What people expect from the next government

Editorial

By TP Saran

Although the announcement of the date of elections is being held back for whatever reason, the fact remains that sooner or later there will be general elections and a new government will come into power. There may be uncertainty about its configuration, but what is absolutely certain is that whichever party or alliance takes over is going to inherit a real hot economic plate. Indeed, as our interviewee of this week emphatically underlines, the poor management of the country’s economy in the past five years has left us not only grossly indebted, but incapable of stimulating growth to the level required for meeting the challenges that the country is facing in order to satisfy the needs of a majority of its population.

As such, therefore, the new regime will have to fulfill a number of expectations which the people are eagerly awaiting. One salient fact that must be remembered, as several observers have pointed out in the past, is that in voting for a change, people have been seen to vote in consecutive elections till the last one against the incumbent rather than for the contending party, and this raises the level of expectation even higher on the one that assumes power. And that implies an equally higher level of responsibility on the part of the next bunch of aspirants to power who will take charge of the country’s destiny. They cannot afford to fumble and stumble, let alone proceed with business as usual: they will be looked up to, rightly or more often wrongly, as messiahs come to transform the lives of the people, and cannot afford to be laid back let alone fail the latter. Beyond solving the growing list of social and economic ills, they are called upon to answer to a higher moral responsibility vis-à-vis those who will hoist them to power.

To start with, there are the contradictions that have plagued the present regime and that hopefully will be a thing of the past. One has only to think back over the list of parliamentarians, including ministers, who have had to step down because of irregular practices both while handling affairs of the state and in their personal behaviours even as the Government was loudly proclaiming its crusade against corruption and condemning the unethical behaviours of its predecessors. From disrespect to women to dubious financial transactions that have plagued even the Presidency, the country’s image has been battered repeatedly. And the culprits are still having it good on the back of the citizens whom they have duped – and show no sign of remorse whatsoever.

Fiscal irresponsibility has resulted in the country being dependent on foreign partners, leading to spending beyond our budgetary means in order to be able to cope with a string of populist measures that were announced in successive budgets, such as raising the universal pension, with a proposal to eventually raise it to basic minimum wage level. The latter itself has had to be kept afloat by introducing a negative income tax, which is considered to be tantamount to subsidising those who are already economically well-endowed. Whether such measures will be sustainable in the long term has never been openly addressed, and this will definitely be a matter of great concern for the next government. Can we afford levels of spending and public debt that will trap our future generation for decades to come? How will growth take place then, if we have to keep on borrowing simply to pay for upkeep?

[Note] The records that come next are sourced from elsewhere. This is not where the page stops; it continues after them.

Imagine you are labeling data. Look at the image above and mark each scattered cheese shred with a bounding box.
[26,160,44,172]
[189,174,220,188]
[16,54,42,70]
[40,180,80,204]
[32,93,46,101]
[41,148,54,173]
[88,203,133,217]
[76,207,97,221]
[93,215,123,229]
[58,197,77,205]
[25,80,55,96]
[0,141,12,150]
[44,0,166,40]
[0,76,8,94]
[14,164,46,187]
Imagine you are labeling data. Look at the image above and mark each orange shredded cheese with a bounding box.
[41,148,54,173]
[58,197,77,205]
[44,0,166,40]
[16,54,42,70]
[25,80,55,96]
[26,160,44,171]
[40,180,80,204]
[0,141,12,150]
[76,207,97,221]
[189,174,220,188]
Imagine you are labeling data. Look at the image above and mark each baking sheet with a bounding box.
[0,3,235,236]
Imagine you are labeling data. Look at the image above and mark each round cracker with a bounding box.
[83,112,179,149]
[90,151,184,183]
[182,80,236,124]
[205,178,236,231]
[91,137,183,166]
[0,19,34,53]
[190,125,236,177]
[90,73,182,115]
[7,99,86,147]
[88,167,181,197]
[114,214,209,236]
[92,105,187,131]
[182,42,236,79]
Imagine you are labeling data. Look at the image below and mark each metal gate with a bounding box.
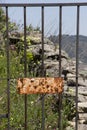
[0,3,87,130]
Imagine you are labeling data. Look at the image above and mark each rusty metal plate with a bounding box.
[17,77,63,94]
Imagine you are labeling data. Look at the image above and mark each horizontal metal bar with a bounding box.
[0,114,8,118]
[0,2,87,7]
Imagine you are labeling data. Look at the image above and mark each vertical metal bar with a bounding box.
[75,6,80,130]
[42,6,45,130]
[58,6,62,130]
[6,6,10,130]
[24,6,27,130]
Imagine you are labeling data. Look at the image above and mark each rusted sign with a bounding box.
[17,77,63,94]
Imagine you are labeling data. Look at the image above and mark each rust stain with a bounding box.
[17,77,63,94]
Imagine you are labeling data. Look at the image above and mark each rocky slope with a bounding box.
[49,35,87,63]
[9,32,87,130]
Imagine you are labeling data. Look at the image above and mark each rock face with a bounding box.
[30,39,68,77]
[8,33,87,130]
[30,35,87,130]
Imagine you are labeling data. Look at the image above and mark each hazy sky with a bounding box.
[0,0,87,36]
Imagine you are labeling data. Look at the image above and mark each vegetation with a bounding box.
[0,8,75,130]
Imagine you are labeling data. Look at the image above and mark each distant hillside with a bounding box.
[49,35,87,63]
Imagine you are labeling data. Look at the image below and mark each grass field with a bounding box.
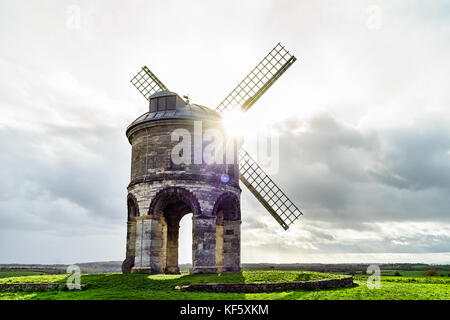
[0,270,450,300]
[381,270,450,277]
[0,271,44,278]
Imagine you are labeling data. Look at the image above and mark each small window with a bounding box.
[167,96,176,110]
[150,99,158,112]
[158,97,166,111]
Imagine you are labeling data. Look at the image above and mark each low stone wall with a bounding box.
[0,283,86,291]
[175,277,353,293]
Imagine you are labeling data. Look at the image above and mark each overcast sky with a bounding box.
[0,0,450,263]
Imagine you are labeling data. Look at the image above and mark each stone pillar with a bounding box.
[192,216,217,273]
[222,220,242,272]
[122,221,136,273]
[132,216,167,273]
[216,222,223,273]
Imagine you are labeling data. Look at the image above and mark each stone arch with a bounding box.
[213,192,241,221]
[148,187,201,217]
[148,187,201,274]
[213,192,241,272]
[122,193,139,273]
[127,193,139,222]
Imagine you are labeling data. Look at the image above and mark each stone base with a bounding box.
[190,267,218,274]
[164,267,180,274]
[122,257,134,273]
[220,267,242,273]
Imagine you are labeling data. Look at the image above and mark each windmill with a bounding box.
[122,43,302,273]
[131,43,302,230]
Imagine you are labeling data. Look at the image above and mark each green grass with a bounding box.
[0,270,450,300]
[0,271,44,278]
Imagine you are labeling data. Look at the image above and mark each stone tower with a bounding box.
[122,91,241,273]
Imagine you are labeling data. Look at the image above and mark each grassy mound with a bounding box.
[0,270,450,300]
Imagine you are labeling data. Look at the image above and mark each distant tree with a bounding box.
[424,269,439,277]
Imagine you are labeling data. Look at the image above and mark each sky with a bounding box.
[0,0,450,263]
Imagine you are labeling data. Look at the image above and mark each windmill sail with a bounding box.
[239,149,303,230]
[216,43,297,111]
[134,66,169,100]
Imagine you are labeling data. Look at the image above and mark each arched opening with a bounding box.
[214,193,241,272]
[149,188,199,274]
[178,213,194,266]
[122,194,139,273]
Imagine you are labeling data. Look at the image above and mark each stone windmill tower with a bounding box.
[122,43,302,273]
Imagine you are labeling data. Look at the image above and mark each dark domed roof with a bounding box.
[127,91,222,132]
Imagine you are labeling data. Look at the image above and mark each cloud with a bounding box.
[0,1,450,262]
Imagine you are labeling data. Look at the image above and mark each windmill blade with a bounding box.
[216,43,297,112]
[239,148,303,230]
[130,66,169,100]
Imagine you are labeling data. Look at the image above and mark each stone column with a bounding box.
[122,221,136,273]
[222,220,242,272]
[165,222,180,274]
[132,216,167,273]
[192,216,217,273]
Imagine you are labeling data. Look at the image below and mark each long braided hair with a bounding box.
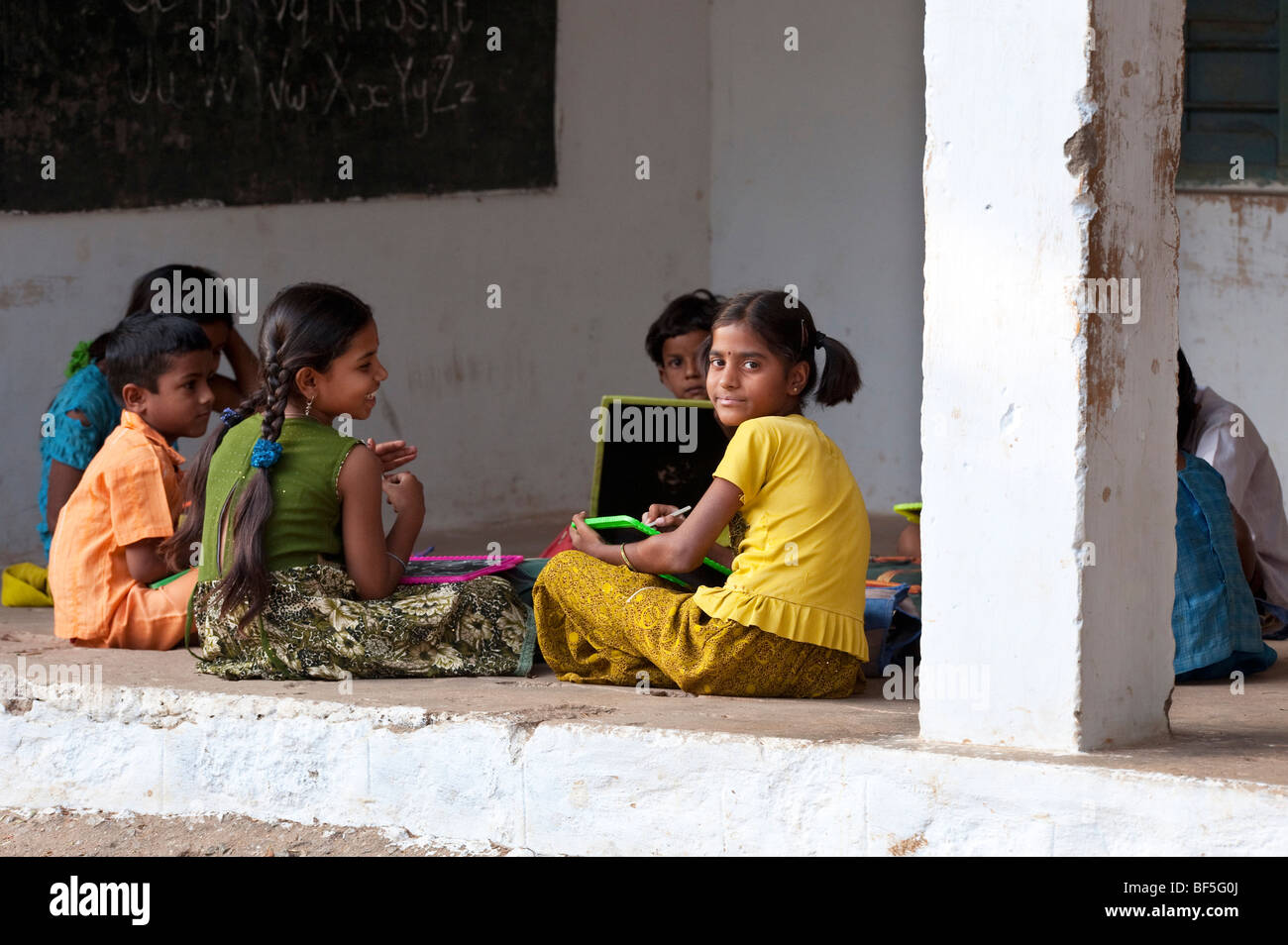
[161,282,373,631]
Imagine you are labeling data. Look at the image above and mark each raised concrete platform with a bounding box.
[0,514,1288,855]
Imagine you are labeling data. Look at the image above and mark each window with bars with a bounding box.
[1177,0,1288,185]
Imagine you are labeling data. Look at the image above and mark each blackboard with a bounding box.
[590,395,729,519]
[0,0,557,212]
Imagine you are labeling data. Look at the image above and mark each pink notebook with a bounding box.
[398,555,523,584]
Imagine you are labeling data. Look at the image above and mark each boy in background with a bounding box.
[49,313,215,650]
[644,288,724,400]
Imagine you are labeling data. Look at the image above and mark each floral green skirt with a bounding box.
[190,563,536,680]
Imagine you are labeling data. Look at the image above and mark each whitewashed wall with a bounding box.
[711,0,926,514]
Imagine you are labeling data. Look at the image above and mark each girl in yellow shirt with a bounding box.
[533,292,871,697]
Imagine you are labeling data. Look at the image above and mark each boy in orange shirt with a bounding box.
[49,313,215,650]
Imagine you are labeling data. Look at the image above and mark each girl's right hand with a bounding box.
[380,472,425,515]
[640,504,684,532]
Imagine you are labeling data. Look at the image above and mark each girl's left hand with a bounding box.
[568,512,608,558]
[368,437,416,472]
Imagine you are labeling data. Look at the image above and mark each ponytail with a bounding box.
[707,291,863,407]
[219,351,291,631]
[159,391,263,571]
[805,332,863,407]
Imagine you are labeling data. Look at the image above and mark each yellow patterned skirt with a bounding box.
[532,551,864,699]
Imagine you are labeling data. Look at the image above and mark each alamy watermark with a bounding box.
[0,657,103,707]
[150,269,259,325]
[1070,278,1141,325]
[881,657,991,712]
[590,399,698,454]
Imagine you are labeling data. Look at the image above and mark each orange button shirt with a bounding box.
[49,411,184,649]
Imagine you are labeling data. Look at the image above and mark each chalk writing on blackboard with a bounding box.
[0,0,555,211]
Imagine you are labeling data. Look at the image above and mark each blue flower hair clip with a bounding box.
[250,437,282,469]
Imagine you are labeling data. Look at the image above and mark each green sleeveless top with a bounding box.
[197,413,362,580]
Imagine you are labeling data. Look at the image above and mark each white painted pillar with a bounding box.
[921,0,1184,751]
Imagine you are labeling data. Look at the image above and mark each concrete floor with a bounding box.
[0,516,1288,786]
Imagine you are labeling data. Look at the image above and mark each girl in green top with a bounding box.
[163,283,535,680]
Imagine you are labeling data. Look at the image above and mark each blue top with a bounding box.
[36,364,121,556]
[1172,452,1276,679]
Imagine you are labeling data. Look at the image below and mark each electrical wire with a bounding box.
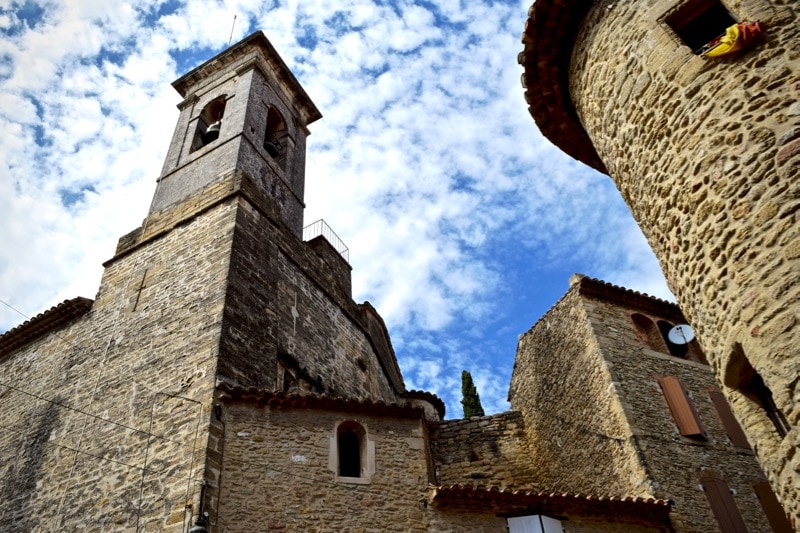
[0,381,183,445]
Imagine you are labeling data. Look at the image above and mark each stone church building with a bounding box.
[0,26,791,533]
[519,0,800,528]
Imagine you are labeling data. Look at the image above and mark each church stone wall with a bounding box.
[509,287,652,496]
[583,288,771,533]
[570,0,800,526]
[214,401,434,532]
[431,411,537,490]
[0,193,241,532]
[220,175,402,402]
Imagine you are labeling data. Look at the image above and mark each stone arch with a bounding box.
[722,343,791,439]
[631,313,668,353]
[263,106,289,162]
[191,94,227,152]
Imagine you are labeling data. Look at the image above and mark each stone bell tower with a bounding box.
[150,32,321,237]
[519,0,800,527]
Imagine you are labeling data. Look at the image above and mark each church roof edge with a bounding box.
[0,296,94,357]
[517,0,608,174]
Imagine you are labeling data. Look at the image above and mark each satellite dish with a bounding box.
[667,324,694,344]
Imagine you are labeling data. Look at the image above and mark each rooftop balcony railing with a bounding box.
[303,219,350,263]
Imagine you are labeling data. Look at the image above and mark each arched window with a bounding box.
[631,313,667,352]
[264,106,289,159]
[191,94,226,152]
[725,343,790,438]
[336,421,366,477]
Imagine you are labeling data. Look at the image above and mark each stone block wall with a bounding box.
[508,287,653,497]
[582,280,771,533]
[431,411,537,489]
[214,400,438,532]
[0,186,235,532]
[569,0,800,527]
[214,170,404,402]
[0,163,403,532]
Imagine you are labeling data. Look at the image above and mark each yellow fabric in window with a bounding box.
[705,24,743,57]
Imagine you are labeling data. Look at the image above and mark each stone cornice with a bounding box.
[573,274,686,322]
[429,484,672,524]
[517,0,608,174]
[212,383,424,420]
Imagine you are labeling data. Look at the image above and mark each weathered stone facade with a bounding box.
[0,28,784,533]
[520,0,800,527]
[509,276,770,533]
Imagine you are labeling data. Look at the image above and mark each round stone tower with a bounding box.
[519,0,800,528]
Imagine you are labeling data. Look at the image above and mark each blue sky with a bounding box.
[0,0,671,417]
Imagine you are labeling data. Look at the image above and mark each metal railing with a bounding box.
[303,219,350,263]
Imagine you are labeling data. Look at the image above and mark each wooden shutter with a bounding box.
[753,479,794,533]
[700,470,747,533]
[708,387,751,450]
[658,376,707,439]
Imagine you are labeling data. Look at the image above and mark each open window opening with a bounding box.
[698,470,747,533]
[264,106,289,159]
[191,94,226,152]
[753,479,794,533]
[631,313,668,353]
[506,515,564,533]
[337,424,362,477]
[725,344,790,438]
[665,0,737,55]
[334,420,375,483]
[658,376,708,440]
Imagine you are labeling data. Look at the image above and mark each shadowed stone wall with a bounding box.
[509,276,770,533]
[570,0,800,526]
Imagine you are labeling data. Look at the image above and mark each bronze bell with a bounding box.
[264,141,280,157]
[202,120,222,145]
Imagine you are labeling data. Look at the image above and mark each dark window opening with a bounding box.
[753,479,794,533]
[264,106,289,158]
[741,370,789,438]
[191,95,226,152]
[337,428,361,477]
[666,0,737,54]
[699,470,747,533]
[631,313,667,353]
[283,370,298,392]
[708,387,751,450]
[724,344,790,438]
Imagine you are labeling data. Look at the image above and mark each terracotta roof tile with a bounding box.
[0,297,94,357]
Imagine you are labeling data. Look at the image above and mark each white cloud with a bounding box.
[0,0,665,414]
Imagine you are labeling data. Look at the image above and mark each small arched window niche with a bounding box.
[264,106,289,162]
[723,343,792,439]
[191,94,226,152]
[329,420,375,484]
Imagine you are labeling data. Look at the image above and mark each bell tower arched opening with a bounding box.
[191,94,226,152]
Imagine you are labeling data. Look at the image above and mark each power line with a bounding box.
[0,381,183,445]
[0,424,191,480]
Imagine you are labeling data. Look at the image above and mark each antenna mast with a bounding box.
[228,15,236,46]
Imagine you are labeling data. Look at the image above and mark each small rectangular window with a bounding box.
[753,479,794,533]
[708,387,751,450]
[658,376,707,439]
[665,0,737,54]
[699,470,747,533]
[507,515,564,533]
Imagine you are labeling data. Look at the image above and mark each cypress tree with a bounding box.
[461,370,484,418]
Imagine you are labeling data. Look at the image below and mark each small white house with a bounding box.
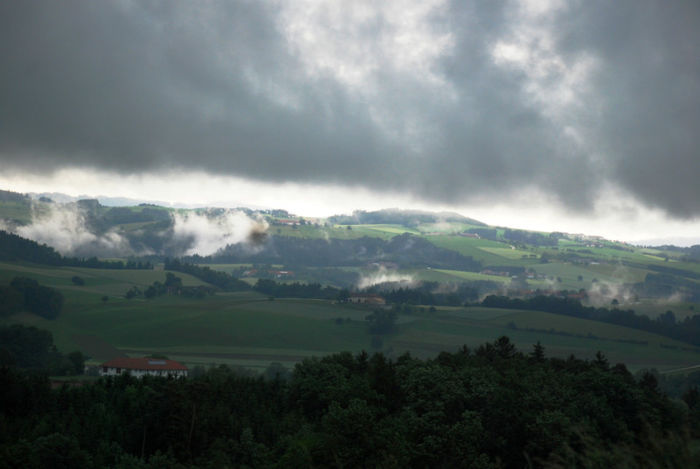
[100,357,187,378]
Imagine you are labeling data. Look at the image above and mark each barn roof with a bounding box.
[102,357,187,371]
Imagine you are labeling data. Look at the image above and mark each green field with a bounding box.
[0,263,700,370]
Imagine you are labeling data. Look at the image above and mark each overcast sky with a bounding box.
[0,0,700,244]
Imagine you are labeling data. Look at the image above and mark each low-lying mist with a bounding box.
[357,266,417,290]
[0,203,268,257]
[173,210,268,256]
[13,204,135,257]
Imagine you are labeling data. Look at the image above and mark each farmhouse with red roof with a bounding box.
[100,357,187,378]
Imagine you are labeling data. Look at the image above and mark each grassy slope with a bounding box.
[0,263,700,369]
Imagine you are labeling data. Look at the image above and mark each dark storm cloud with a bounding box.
[0,1,700,217]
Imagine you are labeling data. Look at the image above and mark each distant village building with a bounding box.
[100,357,187,378]
[348,293,386,305]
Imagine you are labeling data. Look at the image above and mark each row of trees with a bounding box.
[0,337,698,469]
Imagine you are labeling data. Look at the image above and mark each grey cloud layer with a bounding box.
[0,1,700,217]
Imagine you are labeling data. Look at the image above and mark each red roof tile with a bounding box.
[102,357,187,371]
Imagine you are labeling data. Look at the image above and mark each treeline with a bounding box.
[164,259,250,291]
[0,324,85,374]
[481,295,700,346]
[0,337,698,469]
[0,277,63,319]
[124,272,214,300]
[0,230,153,269]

Rightly so, our guest Eric Ng thinks that there is an imperative need for a Fiscal Responsibility Act to rein in unbridled government expenditure and reduce the budgetary deficit. We need a radically new paradigm that breaks away from the current trends so as to deal with the challenges that will otherwise become insuperable obstacles. As Eric Ng states : ‘Une nouvelle orientation économique doit faire la part belle à la déconcentration de l’économie, à l’élargissement de la concurrence, à la responsabilité fiscale, à la stabilité monétaire, à la bonne gouvernance économique et à une meilleure redistribution des richesses, entre autres. Il nous faut une autre stratégie économique que celle axée sur l’immobilier à tout prix…’

Although it is a worldwide phenomenon à la Thomas Piketty, we cannot use this as an excuse or a pretext to allow the growing inequality that the country has seen over the past few years to increase any further, with the potential it carries to aggravate social unrest. If we may put it this way: the metro, the innumerable real estate projects and the super-costly surveillance system cannot fill hungry bellies. Visibly, the traditional economic elite and the political class have been surfing on the waves of prosperity, with in many instances the latter brazenly displaying their indecent luxury. This is a slap in the face of the many who are toiling and suffering to make ends meet. If we do not stop this propensity to offend public sensibility, there is no predicting what turn matters may take, with unintended consequences that may well result in grave social upheaval.

To all intents and purposes we are teetering on a very thin edge, and there will be no margin for error in the conduct of the country’s affairs, what with the parlous state of our finances and the formidable obstacles that lie ahead in all sectors we can think of: agriculture, sugarcane and the small planters, the SMEs, textile, global business and the offshore sector… It will require more than just political rhetoric and populist pledges to plug the gaps and lift us to sustainable growth levels.

The next winner will be ushered in with a thick noose around the neck, and any faux pas will be unforgiving. As they say, forewarned is forearmed.